What adapters have you tried?  Looks like the original one was a PA-19 which is rated at 230 Watts and 11.8 Amps and 19.5 volts.  Dell laptops are finicky about power adapters.  If it is not the correct model, the CPU will either slow down to a crawl or it won't charge your battery.  If your adapter is good then it might be your new made in China battery.  Many of these are garbage.  On EBay it can be very difficult to find a decent OEM battery.  Even ones that look like a Dell battery can be full of junk cells.


----------



## McSteel (Sep 3, 2015)

The pin in the middle of the barrel connector on the charger doesn't seem to be making proper contact with the hole on the laptop's connector. That pin is used for communication between the charger and the laptop, and when there's no connection the laptop concludes you're using a 3rd party (foreign) charger. There should be an option in the BIOS which allows for skipping the charger compatibility check and would allow your battery to charge once you confirm by pressing a button at startup (not sure which one, I think it was F6 or something...)

Alternatively, it could be that the control/communication IC in the charger is fried or that there's a glitch in the laptop's embedded controller... The former would sadly require a replacement charger, and the latter _could_ perhaps be solved by flashing the EC firmware and/or resetting it to factory defaults.

For now, try to wiggle the connector gently to see whether the charger will be recognized. You could also go through all the advanced settings in the BIOS and find the one that allows the system to ignore the charger type.
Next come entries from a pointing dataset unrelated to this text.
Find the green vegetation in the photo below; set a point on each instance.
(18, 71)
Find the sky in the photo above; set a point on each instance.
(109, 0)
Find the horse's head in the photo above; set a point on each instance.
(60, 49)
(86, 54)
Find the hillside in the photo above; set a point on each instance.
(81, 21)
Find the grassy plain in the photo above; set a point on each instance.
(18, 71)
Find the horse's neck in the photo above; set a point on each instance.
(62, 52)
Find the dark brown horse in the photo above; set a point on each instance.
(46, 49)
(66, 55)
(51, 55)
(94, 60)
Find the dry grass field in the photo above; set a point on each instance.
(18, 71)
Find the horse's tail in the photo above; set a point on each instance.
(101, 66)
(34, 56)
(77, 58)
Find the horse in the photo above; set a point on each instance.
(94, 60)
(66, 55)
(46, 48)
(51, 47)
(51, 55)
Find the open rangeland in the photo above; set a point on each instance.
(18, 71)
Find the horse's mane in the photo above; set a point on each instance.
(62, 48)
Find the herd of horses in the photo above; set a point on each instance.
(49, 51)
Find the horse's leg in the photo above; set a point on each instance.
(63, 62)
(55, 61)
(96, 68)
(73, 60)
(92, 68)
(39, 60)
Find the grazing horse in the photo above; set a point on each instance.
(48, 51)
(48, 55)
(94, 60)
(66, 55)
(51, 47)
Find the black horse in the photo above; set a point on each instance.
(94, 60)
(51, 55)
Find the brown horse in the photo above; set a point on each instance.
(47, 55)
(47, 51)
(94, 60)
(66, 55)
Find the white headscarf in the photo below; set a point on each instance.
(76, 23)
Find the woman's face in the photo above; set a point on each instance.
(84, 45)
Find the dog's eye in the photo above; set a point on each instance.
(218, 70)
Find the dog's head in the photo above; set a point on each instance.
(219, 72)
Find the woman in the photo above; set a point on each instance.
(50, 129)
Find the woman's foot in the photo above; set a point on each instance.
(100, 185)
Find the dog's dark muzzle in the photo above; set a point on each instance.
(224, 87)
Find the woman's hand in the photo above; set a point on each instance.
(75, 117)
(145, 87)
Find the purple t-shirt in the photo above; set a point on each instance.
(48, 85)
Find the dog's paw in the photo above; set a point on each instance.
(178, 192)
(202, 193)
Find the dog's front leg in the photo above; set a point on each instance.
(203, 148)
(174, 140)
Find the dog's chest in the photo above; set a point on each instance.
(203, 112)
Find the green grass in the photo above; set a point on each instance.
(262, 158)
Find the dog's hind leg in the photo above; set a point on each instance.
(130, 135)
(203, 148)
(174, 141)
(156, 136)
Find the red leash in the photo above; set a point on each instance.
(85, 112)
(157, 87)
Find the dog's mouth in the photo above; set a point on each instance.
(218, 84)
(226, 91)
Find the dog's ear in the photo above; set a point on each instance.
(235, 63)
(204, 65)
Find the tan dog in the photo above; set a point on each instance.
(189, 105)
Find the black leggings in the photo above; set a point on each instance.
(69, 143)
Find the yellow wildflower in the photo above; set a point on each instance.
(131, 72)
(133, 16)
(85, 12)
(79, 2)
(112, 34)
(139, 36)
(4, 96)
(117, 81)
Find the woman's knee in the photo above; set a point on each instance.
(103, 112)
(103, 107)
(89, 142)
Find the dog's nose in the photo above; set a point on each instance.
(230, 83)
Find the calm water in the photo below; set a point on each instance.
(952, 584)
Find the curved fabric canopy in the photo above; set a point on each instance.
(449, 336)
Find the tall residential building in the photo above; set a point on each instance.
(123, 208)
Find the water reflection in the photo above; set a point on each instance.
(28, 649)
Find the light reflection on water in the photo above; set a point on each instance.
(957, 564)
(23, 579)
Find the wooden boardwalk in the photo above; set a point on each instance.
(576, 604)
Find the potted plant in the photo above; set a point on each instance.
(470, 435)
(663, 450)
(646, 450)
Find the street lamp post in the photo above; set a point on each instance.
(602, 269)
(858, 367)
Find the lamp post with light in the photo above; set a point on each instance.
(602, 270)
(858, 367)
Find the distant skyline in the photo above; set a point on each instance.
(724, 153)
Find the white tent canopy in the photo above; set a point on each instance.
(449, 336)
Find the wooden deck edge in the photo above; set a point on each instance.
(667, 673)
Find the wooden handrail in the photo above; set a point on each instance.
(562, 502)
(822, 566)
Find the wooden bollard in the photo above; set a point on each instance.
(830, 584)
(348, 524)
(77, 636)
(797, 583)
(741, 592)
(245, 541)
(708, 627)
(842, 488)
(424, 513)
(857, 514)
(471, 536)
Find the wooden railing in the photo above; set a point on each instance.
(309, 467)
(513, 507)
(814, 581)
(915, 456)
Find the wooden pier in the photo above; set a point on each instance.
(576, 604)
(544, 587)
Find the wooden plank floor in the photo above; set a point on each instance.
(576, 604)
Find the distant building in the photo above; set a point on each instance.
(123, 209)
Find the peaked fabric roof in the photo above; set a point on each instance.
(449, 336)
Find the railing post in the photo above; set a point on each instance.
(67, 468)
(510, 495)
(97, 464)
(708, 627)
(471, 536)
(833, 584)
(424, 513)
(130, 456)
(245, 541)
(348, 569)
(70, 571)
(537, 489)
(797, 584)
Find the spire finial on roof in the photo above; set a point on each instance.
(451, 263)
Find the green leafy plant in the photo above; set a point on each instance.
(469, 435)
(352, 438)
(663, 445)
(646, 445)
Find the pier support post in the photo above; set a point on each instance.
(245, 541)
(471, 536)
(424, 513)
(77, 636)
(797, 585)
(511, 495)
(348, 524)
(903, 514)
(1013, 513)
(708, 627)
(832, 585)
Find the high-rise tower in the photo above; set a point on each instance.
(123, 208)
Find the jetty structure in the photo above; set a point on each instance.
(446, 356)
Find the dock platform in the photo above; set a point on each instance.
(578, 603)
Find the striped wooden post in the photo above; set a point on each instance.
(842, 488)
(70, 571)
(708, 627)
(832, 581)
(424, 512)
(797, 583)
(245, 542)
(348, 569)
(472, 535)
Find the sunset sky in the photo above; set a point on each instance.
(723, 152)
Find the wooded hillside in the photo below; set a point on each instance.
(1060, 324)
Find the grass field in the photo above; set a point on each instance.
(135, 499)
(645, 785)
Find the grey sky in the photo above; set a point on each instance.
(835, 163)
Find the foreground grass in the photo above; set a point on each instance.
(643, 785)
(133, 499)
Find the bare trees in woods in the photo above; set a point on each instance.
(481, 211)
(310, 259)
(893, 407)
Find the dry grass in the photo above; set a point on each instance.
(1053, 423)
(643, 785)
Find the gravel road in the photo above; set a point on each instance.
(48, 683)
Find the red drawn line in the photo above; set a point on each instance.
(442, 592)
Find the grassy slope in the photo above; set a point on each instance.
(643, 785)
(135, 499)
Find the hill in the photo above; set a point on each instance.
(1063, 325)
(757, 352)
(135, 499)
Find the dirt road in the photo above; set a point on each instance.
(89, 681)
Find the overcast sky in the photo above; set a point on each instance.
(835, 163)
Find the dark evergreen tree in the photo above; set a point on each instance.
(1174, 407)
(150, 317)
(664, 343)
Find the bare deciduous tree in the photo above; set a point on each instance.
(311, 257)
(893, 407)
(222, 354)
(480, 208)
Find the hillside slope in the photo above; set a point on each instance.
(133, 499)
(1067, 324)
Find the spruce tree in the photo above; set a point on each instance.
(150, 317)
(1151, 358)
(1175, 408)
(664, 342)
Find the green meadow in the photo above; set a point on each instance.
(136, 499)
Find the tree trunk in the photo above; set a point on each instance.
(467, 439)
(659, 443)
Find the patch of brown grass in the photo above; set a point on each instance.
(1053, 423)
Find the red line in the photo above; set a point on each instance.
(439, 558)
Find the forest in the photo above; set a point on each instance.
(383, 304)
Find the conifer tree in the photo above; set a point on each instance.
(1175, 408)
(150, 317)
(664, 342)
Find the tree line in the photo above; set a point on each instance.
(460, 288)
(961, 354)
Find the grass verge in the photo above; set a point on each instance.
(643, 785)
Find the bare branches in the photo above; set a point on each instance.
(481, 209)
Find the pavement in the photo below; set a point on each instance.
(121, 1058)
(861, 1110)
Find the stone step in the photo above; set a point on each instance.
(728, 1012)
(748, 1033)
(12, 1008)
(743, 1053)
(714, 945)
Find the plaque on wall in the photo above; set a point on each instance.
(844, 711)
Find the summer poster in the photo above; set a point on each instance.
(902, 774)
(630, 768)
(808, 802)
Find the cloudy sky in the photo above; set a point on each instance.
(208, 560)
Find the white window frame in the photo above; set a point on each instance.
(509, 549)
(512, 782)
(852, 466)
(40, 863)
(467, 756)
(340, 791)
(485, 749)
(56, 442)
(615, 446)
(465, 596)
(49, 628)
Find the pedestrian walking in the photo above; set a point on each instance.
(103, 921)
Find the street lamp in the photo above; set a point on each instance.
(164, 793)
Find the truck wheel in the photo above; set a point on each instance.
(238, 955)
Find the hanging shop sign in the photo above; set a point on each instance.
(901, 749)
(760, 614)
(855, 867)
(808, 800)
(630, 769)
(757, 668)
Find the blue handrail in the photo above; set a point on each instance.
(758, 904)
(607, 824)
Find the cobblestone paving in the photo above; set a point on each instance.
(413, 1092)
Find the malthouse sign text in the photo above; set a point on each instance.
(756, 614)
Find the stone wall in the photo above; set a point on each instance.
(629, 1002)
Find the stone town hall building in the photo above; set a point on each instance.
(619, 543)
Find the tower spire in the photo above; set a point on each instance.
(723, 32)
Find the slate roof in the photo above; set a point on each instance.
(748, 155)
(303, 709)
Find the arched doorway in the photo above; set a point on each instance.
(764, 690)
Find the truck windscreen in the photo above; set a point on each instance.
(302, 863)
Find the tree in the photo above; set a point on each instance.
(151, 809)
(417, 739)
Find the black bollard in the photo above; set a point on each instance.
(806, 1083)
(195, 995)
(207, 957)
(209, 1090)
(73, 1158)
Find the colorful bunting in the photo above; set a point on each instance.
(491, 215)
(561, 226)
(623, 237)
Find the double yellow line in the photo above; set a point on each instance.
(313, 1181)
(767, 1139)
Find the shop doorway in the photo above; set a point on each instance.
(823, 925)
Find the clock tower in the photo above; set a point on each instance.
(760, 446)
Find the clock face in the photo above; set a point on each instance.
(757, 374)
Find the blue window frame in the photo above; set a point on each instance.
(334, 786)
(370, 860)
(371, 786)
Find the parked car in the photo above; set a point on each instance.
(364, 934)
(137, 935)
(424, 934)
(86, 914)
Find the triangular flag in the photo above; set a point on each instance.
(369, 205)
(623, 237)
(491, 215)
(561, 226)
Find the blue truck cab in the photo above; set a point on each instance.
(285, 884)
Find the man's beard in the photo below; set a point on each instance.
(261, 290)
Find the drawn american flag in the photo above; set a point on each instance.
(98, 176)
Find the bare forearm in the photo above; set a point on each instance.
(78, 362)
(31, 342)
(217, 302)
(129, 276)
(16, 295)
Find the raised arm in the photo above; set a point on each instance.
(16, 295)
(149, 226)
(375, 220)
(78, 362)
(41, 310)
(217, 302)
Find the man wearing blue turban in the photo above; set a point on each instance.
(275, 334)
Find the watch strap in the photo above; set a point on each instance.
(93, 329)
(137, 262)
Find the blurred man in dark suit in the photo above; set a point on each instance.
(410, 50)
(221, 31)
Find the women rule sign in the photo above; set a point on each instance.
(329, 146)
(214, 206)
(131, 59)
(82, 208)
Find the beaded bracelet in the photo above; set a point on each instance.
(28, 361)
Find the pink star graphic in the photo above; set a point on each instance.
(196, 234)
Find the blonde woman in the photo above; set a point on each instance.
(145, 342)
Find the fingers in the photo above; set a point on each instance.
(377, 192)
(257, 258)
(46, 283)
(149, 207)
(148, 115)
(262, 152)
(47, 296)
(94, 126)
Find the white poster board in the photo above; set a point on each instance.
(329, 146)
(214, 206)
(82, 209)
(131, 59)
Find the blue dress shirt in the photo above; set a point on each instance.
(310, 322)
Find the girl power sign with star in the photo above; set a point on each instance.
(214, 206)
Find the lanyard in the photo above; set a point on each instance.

The exact wording escapes me at the moment, but you'll recognize the option when you see it.

As a last resort you could try flashing the latest BIOS and EC firmware, but I don't think the system will even let you do that without the proper charger connected...


----------



## kenred2 (Sep 3, 2015)

unclewebb said:


> What adapters have you tried?  Looks like the original one was a PA-19 which is rated at 230 Watts and 11.8 Amps and 19.5 volts.  Dell laptops are finicky about power adapters.  If it is not the correct model, the CPU will either slow down to a crawl or it won't charge your battery.  If your adapter is good then it might be your new made in China battery.  Many of these are garbage.  On EBay it can be very difficult to find a decent OEM battery.  Even ones that look like a Dell battery can be full of junk cells.



I don't believe my new made China battery would be the problem, it came to me precharged, which in the pictures show has above 50% remaining.  It's something to do with the adapter or the motherboard of the DC jack (which I am not hoping).  In the desktop, it is showing that the battery has power, but when "plugging" into the adapter, it's not charging the china battery.  The battery reads successfully through the BIOS, but on the adapter side, it stated "unknown device"... I disconnected the adapter and reapply it, it reads "unknown device."  From there, that should give you a clue


----------



## dorsetknob (Sep 3, 2015)

right  power brick for laptop as  @unclewebb said 
so your problem is probably non standard  non OEM battery which the laptop will not reconise and therefore will not charge

Your going to have to bite the cost bullet and get a new battery
Oem or one that is guarentee that is recognised by the laptop or your money back


----------



## McSteel (Sep 3, 2015)

Does the laptop start with the charger connected, but no battery? What does it say about the charger in that case?


----------



## kenred2 (Sep 3, 2015)

McSteel said:


> Does the laptop start with the charger connected, but no battery? What does it say about the charger in that case?



The laptop starts without the battery installed.  On the bios, it would still read as an unknown device


----------



## McSteel (Sep 3, 2015)

Inserting the battery with the system already running is not the most advisable thing in the world, but _usually_ it won't break anything, and I've seen it "shock" the system into realizing it needs to charge the battery.

But first, how about trying to disable the improper charger warning in the BIOS? You could probably Google several solutions for it, see here and here for example.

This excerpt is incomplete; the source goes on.